As the setting of one of the most illustrious battles in military history, Waterloo Battlefield requires very little presentation. The ultimate defeat of Napoleon and the French army, the glorious win of the Seventh Coalition; the Battle of Waterloo was somewhat short-lived in comparison to others but its length is in no way correlated to its significance.
Napoleon had been exiled to Elba by the Treaty of Fontainebleau in 1814; worried about his wife and son who had returned to Austria and concerned he would be banished to a remote island, he escaped and started governing again despite international threats. His return to power in March 1815 was a pacifist one, but his enemies did not believe in his noble intentions for one minute; a pan-European coalition emerged at the Congress of Vienna (the precursor of the United Nations), which aimed to provide long-term peace on the continent by settling critical issues surfacing from the Napoleonic Wars and balancing the powers; many European Great Powers refused to recognize Napoleon as Emperor of the French upon his return from exile.

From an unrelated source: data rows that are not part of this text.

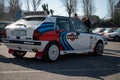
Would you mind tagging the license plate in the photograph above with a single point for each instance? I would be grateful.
(19, 32)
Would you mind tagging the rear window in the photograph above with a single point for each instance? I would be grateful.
(35, 18)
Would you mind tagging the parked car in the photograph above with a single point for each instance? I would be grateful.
(98, 30)
(114, 35)
(50, 37)
(3, 24)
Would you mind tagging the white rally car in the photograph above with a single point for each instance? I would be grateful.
(50, 37)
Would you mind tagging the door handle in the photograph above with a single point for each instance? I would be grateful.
(78, 33)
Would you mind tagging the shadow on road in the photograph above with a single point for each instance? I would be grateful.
(72, 65)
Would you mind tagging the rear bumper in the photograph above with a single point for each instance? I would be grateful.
(25, 45)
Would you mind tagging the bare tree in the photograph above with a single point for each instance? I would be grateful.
(88, 7)
(111, 7)
(70, 6)
(27, 5)
(1, 8)
(14, 7)
(35, 4)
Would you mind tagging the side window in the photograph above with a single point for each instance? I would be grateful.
(63, 24)
(79, 26)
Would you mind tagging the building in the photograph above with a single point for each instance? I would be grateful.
(117, 9)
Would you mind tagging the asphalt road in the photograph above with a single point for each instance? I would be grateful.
(68, 67)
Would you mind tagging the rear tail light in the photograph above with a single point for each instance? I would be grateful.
(4, 33)
(36, 35)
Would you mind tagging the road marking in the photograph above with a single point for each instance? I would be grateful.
(62, 70)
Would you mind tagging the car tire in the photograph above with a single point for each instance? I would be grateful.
(117, 38)
(51, 53)
(99, 48)
(19, 54)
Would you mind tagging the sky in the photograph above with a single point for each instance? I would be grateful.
(59, 9)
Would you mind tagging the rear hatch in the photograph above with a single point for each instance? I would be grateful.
(23, 29)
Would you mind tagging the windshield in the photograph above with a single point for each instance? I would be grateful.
(118, 30)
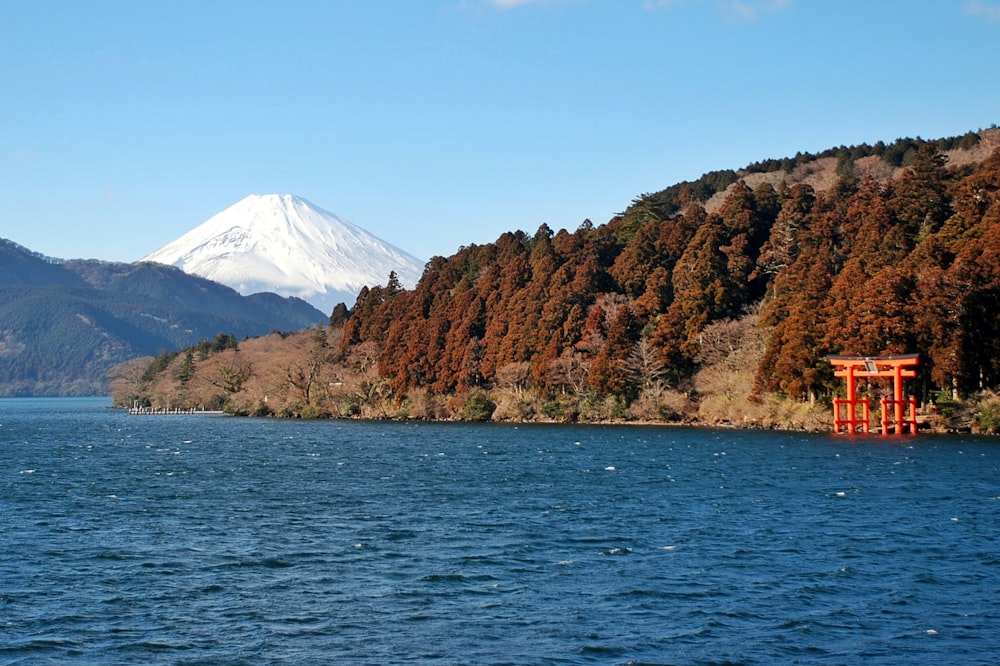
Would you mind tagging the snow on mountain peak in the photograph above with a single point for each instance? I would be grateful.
(287, 245)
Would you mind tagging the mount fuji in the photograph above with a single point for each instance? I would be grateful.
(286, 245)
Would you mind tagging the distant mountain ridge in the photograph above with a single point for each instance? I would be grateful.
(64, 324)
(287, 245)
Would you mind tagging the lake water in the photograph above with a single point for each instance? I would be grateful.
(211, 539)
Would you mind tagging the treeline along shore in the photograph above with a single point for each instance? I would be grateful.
(715, 301)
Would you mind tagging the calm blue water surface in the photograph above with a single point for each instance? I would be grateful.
(211, 539)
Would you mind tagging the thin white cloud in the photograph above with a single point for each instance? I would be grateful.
(746, 10)
(988, 10)
(511, 4)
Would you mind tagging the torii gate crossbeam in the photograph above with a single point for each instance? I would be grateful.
(852, 368)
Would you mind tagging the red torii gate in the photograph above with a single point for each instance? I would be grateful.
(853, 367)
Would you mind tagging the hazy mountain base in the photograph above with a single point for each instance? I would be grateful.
(300, 376)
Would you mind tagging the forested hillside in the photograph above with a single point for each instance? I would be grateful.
(64, 324)
(737, 285)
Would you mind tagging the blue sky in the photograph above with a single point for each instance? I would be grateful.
(439, 123)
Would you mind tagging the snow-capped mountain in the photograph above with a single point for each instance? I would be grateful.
(286, 245)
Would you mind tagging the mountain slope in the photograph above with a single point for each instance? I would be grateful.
(286, 245)
(63, 325)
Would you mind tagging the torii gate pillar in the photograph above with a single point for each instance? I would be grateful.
(853, 367)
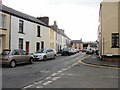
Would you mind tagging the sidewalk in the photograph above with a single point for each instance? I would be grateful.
(94, 60)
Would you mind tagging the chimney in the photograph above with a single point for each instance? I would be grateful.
(44, 19)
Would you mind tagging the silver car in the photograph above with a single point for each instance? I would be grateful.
(44, 54)
(14, 57)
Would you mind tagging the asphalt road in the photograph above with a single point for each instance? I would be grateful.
(62, 72)
(25, 74)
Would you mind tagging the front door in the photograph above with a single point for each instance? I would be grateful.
(0, 45)
(27, 47)
(42, 45)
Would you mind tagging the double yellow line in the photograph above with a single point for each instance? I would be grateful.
(100, 66)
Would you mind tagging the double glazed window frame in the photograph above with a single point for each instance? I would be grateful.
(21, 26)
(20, 43)
(115, 40)
(38, 31)
(3, 21)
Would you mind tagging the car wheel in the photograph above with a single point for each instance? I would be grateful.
(54, 56)
(45, 58)
(12, 63)
(31, 61)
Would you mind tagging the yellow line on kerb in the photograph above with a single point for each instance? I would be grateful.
(79, 61)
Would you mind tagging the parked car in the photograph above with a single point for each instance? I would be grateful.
(83, 50)
(66, 51)
(44, 54)
(89, 51)
(14, 57)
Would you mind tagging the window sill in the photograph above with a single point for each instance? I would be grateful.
(39, 36)
(3, 28)
(115, 47)
(21, 32)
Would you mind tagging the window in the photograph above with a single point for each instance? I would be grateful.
(22, 52)
(42, 45)
(37, 46)
(21, 26)
(20, 43)
(3, 21)
(38, 31)
(115, 40)
(15, 52)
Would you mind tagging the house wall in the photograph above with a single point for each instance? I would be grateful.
(119, 25)
(109, 26)
(30, 34)
(4, 32)
(52, 38)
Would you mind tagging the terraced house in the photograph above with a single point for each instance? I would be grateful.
(22, 31)
(4, 31)
(109, 30)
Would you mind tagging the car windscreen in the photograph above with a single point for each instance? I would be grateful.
(65, 49)
(6, 52)
(40, 51)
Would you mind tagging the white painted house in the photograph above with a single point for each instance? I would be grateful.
(27, 32)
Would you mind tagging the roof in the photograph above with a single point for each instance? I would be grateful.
(76, 41)
(21, 15)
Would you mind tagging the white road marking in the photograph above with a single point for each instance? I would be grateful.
(56, 78)
(54, 74)
(28, 86)
(39, 82)
(110, 77)
(46, 83)
(47, 78)
(39, 87)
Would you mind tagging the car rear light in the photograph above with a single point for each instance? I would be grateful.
(5, 59)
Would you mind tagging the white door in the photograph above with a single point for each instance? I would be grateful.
(0, 45)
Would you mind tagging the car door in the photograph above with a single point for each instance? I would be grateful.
(23, 56)
(16, 56)
(48, 53)
(52, 53)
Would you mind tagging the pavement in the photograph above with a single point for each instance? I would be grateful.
(94, 60)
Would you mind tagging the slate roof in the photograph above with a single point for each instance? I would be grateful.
(76, 41)
(21, 15)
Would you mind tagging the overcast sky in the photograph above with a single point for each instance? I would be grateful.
(79, 18)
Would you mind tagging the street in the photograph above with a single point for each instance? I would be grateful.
(62, 72)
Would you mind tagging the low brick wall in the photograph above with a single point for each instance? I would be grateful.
(111, 59)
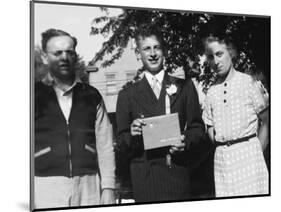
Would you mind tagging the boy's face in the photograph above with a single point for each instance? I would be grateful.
(151, 53)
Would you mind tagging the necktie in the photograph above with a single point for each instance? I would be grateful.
(156, 87)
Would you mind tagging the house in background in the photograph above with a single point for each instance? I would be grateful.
(109, 80)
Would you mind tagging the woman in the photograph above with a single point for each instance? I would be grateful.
(236, 115)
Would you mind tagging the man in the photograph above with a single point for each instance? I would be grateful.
(159, 174)
(74, 158)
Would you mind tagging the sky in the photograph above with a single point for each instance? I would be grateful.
(74, 19)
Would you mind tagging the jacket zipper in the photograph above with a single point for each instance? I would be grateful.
(69, 149)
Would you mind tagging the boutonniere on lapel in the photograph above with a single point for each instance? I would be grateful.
(171, 89)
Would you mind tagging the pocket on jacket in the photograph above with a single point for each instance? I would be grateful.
(42, 152)
(90, 149)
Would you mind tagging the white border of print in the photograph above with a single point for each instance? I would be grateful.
(14, 113)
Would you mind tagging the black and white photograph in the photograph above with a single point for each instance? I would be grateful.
(138, 105)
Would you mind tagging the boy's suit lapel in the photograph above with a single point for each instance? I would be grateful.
(145, 96)
(167, 82)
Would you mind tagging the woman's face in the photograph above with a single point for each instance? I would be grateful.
(219, 58)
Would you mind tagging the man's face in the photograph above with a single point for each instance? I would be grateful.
(61, 57)
(219, 58)
(151, 53)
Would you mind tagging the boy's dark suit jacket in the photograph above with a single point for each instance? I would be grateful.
(152, 179)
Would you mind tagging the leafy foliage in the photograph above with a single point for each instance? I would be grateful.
(183, 32)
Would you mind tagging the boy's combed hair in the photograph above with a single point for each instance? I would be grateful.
(147, 30)
(50, 33)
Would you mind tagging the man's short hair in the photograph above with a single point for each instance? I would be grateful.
(50, 33)
(147, 30)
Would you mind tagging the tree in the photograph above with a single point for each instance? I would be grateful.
(183, 32)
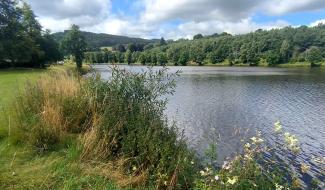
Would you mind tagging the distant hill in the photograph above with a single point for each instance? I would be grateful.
(95, 40)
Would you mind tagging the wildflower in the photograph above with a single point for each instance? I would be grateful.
(248, 157)
(278, 187)
(247, 145)
(256, 140)
(304, 168)
(277, 127)
(226, 165)
(202, 173)
(233, 180)
(292, 142)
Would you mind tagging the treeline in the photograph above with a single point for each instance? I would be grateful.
(23, 43)
(96, 41)
(276, 46)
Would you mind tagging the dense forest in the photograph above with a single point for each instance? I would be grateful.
(96, 41)
(272, 47)
(23, 42)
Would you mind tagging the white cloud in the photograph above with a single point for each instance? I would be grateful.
(156, 17)
(60, 14)
(280, 7)
(317, 22)
(161, 10)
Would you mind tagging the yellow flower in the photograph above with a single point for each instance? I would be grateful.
(292, 142)
(278, 187)
(304, 168)
(233, 180)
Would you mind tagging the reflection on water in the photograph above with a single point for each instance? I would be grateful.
(227, 104)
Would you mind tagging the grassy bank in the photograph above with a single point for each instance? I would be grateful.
(68, 132)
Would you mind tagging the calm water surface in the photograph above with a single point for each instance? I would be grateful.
(226, 104)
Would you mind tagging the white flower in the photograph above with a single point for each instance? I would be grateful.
(304, 168)
(278, 187)
(277, 127)
(233, 180)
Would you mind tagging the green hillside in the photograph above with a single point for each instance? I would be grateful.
(96, 41)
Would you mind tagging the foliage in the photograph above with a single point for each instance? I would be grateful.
(314, 55)
(74, 44)
(121, 119)
(276, 47)
(22, 41)
(96, 41)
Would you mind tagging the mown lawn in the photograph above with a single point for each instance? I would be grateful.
(12, 80)
(20, 166)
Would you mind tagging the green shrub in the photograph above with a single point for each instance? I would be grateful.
(133, 126)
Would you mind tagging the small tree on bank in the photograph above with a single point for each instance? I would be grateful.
(74, 44)
(314, 56)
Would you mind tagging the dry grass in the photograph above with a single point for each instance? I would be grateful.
(114, 171)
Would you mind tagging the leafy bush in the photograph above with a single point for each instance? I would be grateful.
(133, 127)
(121, 119)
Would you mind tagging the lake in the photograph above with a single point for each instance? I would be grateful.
(226, 105)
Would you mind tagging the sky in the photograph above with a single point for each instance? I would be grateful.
(174, 19)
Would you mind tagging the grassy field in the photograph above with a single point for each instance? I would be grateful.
(20, 166)
(53, 139)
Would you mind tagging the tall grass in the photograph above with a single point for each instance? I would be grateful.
(120, 120)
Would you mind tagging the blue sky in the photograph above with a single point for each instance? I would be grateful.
(175, 19)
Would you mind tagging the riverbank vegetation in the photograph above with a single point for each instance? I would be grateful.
(120, 139)
(290, 46)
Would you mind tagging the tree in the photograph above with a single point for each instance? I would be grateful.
(120, 48)
(197, 36)
(183, 59)
(285, 51)
(128, 57)
(314, 56)
(50, 47)
(132, 47)
(74, 44)
(162, 42)
(33, 29)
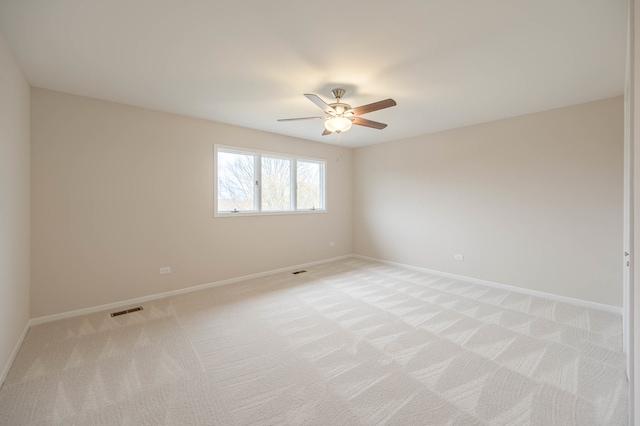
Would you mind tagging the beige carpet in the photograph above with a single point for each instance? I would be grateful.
(347, 343)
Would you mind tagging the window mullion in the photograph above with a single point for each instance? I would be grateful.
(294, 184)
(258, 182)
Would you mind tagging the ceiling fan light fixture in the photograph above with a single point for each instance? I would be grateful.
(337, 124)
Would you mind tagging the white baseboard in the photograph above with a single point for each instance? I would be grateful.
(138, 300)
(536, 293)
(16, 348)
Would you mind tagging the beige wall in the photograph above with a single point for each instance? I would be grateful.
(119, 192)
(533, 201)
(14, 204)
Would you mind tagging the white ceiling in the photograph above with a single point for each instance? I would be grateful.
(447, 63)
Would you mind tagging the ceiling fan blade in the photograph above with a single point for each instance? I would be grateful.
(368, 123)
(301, 118)
(322, 104)
(373, 107)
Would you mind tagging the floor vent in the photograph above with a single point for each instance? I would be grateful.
(128, 311)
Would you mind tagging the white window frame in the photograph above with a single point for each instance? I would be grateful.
(258, 174)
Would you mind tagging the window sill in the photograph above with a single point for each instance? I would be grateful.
(240, 214)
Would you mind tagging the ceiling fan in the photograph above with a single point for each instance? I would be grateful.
(341, 116)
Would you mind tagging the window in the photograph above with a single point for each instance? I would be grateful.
(254, 182)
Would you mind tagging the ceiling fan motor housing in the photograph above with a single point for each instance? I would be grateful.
(341, 108)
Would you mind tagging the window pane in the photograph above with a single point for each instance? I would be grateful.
(236, 182)
(276, 184)
(310, 185)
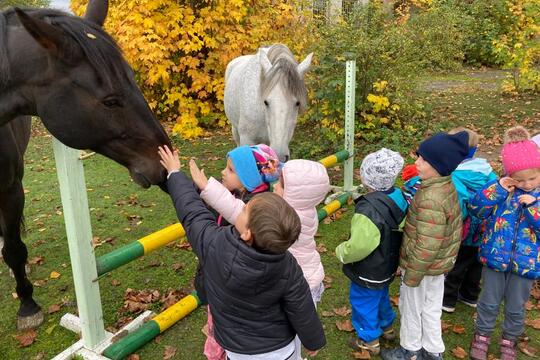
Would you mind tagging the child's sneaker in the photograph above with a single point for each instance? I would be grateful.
(431, 356)
(372, 347)
(389, 334)
(448, 308)
(470, 303)
(508, 349)
(400, 353)
(479, 347)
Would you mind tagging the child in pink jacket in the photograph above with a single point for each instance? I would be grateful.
(303, 184)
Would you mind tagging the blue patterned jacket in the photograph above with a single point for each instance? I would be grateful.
(511, 241)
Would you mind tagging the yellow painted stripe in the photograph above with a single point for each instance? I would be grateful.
(162, 237)
(176, 312)
(329, 160)
(332, 207)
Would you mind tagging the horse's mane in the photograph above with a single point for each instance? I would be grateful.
(284, 70)
(100, 50)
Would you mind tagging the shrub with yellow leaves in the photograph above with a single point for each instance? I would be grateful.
(179, 50)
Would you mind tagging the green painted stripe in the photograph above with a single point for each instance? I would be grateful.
(321, 213)
(119, 257)
(132, 342)
(342, 155)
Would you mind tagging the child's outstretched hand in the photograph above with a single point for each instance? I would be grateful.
(198, 176)
(508, 183)
(169, 159)
(526, 199)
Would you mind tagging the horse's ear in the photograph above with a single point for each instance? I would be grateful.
(48, 36)
(96, 11)
(304, 65)
(264, 61)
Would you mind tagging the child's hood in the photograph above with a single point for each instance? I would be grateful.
(472, 174)
(306, 183)
(248, 270)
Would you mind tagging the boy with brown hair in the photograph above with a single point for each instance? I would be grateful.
(431, 241)
(256, 290)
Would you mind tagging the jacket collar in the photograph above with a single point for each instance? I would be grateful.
(436, 181)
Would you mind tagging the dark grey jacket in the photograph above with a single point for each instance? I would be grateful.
(259, 301)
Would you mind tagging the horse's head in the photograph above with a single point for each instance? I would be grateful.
(76, 80)
(283, 94)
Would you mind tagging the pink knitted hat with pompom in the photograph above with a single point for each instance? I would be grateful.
(519, 152)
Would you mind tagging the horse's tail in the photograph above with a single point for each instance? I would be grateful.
(23, 225)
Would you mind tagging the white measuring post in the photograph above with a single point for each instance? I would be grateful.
(79, 233)
(350, 85)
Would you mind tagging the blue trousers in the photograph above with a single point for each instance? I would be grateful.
(371, 311)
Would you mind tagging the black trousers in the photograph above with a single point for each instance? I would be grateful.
(464, 279)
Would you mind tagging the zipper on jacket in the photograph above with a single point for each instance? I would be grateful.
(514, 242)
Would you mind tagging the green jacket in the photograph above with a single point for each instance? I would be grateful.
(432, 232)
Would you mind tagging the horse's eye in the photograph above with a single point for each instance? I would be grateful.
(112, 102)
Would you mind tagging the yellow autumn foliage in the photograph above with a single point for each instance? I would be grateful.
(179, 49)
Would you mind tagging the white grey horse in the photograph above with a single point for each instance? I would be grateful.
(264, 93)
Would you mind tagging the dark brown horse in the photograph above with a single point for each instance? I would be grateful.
(71, 74)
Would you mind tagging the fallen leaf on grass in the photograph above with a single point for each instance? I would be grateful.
(39, 356)
(50, 329)
(342, 311)
(54, 308)
(535, 324)
(37, 260)
(204, 330)
(459, 352)
(171, 297)
(27, 338)
(345, 325)
(170, 352)
(363, 354)
(40, 283)
(177, 266)
(527, 349)
(184, 245)
(327, 281)
(445, 326)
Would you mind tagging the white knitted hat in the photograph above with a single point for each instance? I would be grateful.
(380, 169)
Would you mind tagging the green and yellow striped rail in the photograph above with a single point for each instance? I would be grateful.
(161, 322)
(332, 160)
(136, 249)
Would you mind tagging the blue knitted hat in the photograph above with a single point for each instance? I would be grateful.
(445, 152)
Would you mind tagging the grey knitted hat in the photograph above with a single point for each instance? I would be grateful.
(380, 169)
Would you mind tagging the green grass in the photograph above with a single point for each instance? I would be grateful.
(118, 205)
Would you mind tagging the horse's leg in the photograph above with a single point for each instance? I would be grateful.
(15, 254)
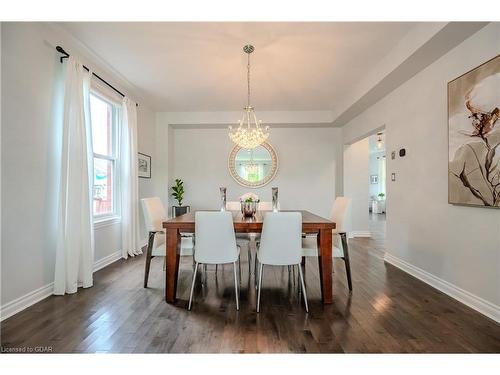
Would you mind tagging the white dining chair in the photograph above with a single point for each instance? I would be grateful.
(154, 215)
(339, 240)
(280, 245)
(215, 244)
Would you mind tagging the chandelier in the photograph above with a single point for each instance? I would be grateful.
(249, 133)
(251, 167)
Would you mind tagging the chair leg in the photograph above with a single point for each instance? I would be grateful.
(261, 269)
(303, 288)
(148, 258)
(192, 285)
(236, 287)
(239, 268)
(256, 273)
(249, 260)
(346, 260)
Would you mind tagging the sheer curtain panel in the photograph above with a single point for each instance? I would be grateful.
(75, 242)
(129, 180)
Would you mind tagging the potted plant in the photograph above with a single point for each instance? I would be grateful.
(249, 203)
(178, 194)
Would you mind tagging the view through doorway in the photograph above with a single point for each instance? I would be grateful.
(377, 185)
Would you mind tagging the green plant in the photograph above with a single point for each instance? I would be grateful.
(178, 191)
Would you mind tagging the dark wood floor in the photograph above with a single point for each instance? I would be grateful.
(389, 312)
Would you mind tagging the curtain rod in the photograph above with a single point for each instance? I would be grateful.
(66, 55)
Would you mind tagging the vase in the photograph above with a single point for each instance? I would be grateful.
(248, 209)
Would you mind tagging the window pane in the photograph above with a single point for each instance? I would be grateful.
(103, 186)
(101, 117)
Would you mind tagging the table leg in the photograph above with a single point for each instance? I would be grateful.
(172, 272)
(325, 264)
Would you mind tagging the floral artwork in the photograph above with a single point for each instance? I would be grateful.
(474, 137)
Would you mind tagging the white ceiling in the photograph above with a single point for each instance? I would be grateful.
(201, 66)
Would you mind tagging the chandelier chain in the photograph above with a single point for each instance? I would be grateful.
(248, 79)
(249, 133)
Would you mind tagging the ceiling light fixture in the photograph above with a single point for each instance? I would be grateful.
(249, 133)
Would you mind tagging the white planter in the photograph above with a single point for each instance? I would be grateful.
(378, 207)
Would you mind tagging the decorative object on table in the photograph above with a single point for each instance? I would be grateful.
(249, 202)
(263, 161)
(378, 205)
(249, 133)
(275, 199)
(474, 137)
(178, 194)
(222, 198)
(143, 165)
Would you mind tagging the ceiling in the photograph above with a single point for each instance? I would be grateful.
(196, 67)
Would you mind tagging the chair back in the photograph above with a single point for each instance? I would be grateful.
(339, 213)
(281, 239)
(233, 206)
(154, 213)
(215, 238)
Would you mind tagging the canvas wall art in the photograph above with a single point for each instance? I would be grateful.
(144, 165)
(474, 137)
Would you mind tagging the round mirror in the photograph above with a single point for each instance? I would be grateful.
(253, 168)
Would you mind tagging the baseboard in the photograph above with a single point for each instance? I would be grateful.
(107, 260)
(23, 302)
(359, 233)
(479, 304)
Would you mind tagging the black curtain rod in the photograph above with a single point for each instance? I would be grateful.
(66, 55)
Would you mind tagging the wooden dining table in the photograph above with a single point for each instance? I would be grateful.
(310, 224)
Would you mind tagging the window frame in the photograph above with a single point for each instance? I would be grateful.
(114, 216)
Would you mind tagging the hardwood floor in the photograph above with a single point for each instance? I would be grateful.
(388, 312)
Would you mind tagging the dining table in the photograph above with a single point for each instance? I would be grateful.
(311, 224)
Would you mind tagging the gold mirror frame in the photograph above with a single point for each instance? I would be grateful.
(243, 182)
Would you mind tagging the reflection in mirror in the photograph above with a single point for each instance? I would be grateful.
(255, 167)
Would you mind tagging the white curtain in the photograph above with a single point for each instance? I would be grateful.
(129, 180)
(75, 242)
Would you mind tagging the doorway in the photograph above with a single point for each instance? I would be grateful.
(377, 184)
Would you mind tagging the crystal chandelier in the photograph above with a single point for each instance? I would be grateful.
(249, 133)
(251, 167)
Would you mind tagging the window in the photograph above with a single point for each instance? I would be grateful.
(104, 119)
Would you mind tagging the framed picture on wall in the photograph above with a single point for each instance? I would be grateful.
(144, 165)
(474, 137)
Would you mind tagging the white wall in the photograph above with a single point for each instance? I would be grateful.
(356, 187)
(456, 248)
(31, 83)
(307, 175)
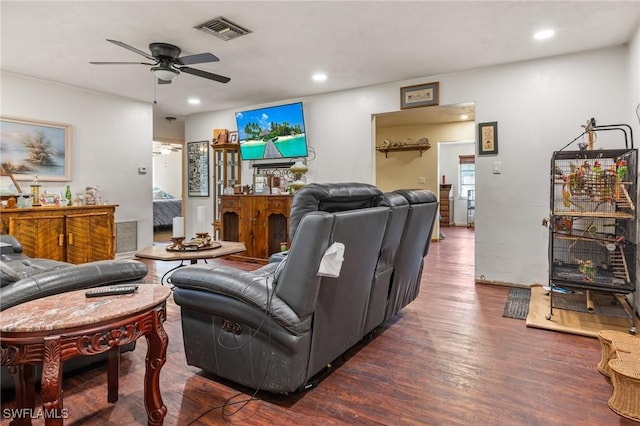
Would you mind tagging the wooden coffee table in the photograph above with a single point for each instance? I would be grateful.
(160, 252)
(54, 329)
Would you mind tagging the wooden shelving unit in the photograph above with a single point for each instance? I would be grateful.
(386, 150)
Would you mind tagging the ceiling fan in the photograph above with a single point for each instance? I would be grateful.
(167, 63)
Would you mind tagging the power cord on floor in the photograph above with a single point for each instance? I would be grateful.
(228, 403)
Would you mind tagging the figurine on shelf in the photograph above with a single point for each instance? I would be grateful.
(35, 192)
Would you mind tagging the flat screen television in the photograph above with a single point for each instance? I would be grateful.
(275, 132)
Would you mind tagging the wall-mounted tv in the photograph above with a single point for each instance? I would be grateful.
(274, 132)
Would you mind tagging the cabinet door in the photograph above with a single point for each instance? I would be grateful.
(276, 223)
(41, 236)
(89, 237)
(259, 228)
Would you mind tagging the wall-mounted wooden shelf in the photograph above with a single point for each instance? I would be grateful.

The Seventh Coalition mobilized large armies led by the Duke of Wellington and Prussian-born Gebhard von Blücher; they gathered at the northeastern border of France and prepared for battle. Napoleon’s strategy was to isolate the two armies and obliterate each one separately in order to avoid the invasion of France, but the French army was soon routed out - effectively ending Napoleon's rule as Emperor of the French.
Waterloo Battlefield is located 30 kilometers south of Brussels in Belgium. It can be reached by car via routes RD and junction 26 in 30 minutes. Entry costs €13.50 per adult, €11 per student and €8 for children aged 7-17. The battlefield is open every day from 9:30 a.m. to 6:30 p.m. between April and September, and from 10 a.m. to 5 p.m. between October and March, with the last admission 30 minutes before the battlefield closes.